Omar lives a few houses down from me and is known in my community as "Bee-Mon." Anytime there is a swarm somewhere in the community, it's Omar that they call, and it isn't an uncommon sight to see him come scratched, stung, and swollen out of the bush on a failed attempt to try to capture a swarm from a challenging place. Omar only started beekeeping four months ago and like most beekeepers, has fallen in love with the little critters. When Emily, my friend and fellow Peace Corps Volunteer, invited me to a bee training being held for members of the Beekeepers Association that she works with, I knew I had to invite Omar to come along for the trip. So, today we hopped in a taxi and went 20 minutes south to arrive at the farm, ready to work with some bees!
Obviously, I didn't get any photographs while working in the hives, because our hands were kind of full--but I loved being back in the hives. Even though I have experience working with bees in the U.S., I haven't done any beekeeping here in Jamaica yet, but that will now change!
An afternoon of working with Emily's bees reawakened my passion of working with honeybees, and I am planning to get a hive of my own! Omar is going to let me keep it in his apiary, and I am hoping we can make it a learning space where other farmers/community members who are interested in beekeeping can learn how to get started.

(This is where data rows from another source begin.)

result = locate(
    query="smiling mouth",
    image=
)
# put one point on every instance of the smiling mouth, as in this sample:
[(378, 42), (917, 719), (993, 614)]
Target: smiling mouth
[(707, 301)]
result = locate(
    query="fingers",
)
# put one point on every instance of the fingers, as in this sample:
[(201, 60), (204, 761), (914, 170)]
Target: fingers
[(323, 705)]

There are some things I'll have to get used to with beekeeping in Jamaica---like opening the hives to a scorpion hanging out, roaches being a more common pest, or different terminology for the same thing (Omar identified some of the pests that he sees as "honey butcha" and "vampire" so it took some back and forth to realize that we were talking about wax moths and varroa mites).

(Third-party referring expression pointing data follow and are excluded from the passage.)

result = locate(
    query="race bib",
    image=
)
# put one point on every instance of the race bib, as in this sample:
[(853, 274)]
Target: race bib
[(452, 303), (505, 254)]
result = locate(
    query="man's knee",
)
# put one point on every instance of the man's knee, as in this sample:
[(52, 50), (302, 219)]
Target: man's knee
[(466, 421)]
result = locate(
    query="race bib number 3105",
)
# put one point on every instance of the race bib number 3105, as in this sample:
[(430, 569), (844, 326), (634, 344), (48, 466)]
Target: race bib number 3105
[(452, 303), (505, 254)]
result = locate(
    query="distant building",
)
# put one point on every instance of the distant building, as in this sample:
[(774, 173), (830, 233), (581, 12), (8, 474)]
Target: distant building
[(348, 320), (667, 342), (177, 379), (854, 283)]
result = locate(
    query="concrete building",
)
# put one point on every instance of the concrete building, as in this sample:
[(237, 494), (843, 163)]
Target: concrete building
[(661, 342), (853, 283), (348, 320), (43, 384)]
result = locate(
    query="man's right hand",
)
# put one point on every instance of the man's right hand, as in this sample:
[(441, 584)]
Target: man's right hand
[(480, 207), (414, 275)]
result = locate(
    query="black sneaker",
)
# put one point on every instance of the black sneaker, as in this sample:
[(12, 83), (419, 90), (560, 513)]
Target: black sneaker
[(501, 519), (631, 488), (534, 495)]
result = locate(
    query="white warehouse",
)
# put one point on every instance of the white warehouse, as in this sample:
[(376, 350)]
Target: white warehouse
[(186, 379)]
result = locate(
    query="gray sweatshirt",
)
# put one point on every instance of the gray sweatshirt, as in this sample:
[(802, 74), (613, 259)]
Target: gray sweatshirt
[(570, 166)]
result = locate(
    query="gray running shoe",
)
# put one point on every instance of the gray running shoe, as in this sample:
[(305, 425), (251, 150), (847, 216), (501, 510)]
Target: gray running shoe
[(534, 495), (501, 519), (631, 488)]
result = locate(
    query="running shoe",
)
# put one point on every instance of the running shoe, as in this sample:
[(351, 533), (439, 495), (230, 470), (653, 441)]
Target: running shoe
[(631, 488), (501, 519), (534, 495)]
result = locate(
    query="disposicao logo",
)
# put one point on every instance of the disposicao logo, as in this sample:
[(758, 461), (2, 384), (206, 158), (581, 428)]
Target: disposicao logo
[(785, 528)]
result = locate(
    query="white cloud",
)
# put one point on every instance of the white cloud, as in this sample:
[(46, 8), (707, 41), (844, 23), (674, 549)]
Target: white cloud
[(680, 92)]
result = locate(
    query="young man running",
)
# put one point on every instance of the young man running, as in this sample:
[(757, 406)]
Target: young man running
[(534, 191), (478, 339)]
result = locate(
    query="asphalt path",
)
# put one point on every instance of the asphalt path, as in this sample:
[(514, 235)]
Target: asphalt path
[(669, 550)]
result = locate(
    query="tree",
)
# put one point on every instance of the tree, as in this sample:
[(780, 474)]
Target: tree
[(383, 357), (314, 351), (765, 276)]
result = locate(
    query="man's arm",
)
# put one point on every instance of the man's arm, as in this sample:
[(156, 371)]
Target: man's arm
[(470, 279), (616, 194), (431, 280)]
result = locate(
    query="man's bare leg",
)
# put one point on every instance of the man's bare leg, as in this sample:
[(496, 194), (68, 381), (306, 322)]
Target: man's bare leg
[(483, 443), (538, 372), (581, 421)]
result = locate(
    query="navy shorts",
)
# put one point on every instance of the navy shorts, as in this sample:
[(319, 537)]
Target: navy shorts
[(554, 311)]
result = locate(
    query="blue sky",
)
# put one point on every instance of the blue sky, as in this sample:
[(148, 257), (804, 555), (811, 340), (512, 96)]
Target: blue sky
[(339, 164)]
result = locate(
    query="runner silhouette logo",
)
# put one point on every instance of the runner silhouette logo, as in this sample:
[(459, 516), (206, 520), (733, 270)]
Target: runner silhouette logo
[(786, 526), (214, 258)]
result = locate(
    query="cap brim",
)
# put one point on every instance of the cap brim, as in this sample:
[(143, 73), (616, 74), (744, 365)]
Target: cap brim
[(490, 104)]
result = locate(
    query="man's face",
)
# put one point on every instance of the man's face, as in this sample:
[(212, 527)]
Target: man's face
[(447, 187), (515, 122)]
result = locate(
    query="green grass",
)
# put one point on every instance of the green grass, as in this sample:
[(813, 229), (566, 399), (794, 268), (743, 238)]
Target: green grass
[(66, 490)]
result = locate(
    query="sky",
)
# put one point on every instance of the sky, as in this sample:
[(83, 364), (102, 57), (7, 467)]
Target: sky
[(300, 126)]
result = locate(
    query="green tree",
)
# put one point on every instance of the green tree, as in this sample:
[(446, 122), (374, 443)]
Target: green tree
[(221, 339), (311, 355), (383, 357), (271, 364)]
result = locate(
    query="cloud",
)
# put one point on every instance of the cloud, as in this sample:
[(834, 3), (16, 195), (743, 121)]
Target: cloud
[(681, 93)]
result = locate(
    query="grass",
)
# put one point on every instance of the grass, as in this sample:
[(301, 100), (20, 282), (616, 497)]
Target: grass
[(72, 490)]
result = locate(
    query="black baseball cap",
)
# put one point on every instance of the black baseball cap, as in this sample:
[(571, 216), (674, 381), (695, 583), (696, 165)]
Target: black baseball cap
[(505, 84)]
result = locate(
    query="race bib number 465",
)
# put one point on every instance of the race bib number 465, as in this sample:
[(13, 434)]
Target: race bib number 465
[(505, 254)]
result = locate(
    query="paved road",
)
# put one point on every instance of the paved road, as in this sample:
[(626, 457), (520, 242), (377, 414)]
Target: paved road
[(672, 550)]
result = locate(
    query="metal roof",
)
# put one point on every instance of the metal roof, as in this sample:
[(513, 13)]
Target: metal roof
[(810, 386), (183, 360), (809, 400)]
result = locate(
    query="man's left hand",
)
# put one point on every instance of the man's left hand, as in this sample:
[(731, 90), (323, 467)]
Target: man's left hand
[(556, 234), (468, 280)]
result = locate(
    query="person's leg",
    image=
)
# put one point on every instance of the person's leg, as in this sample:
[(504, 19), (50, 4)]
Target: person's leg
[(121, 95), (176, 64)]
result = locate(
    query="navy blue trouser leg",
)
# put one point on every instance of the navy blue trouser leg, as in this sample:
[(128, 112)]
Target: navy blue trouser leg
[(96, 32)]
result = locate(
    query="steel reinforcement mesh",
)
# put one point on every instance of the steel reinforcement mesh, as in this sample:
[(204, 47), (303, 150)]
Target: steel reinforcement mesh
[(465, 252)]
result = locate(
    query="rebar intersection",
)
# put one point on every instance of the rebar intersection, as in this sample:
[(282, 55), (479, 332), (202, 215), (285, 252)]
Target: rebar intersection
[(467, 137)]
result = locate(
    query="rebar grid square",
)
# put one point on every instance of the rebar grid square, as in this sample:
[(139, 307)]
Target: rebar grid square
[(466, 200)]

Up to this point, Omar has been self-taught in keeping bees, and his apiary is all made out of recycled materials. He assured me that the tires are where he temporarily puts a newly caught swarm until a box is prepared.
You may have noticed this blog is called "Adventures of a Honeybee," which is because my name "Melissa" means "honey bee" (Greek). Now I think it is time for Adventures WITH honeybees...here in Jamaica!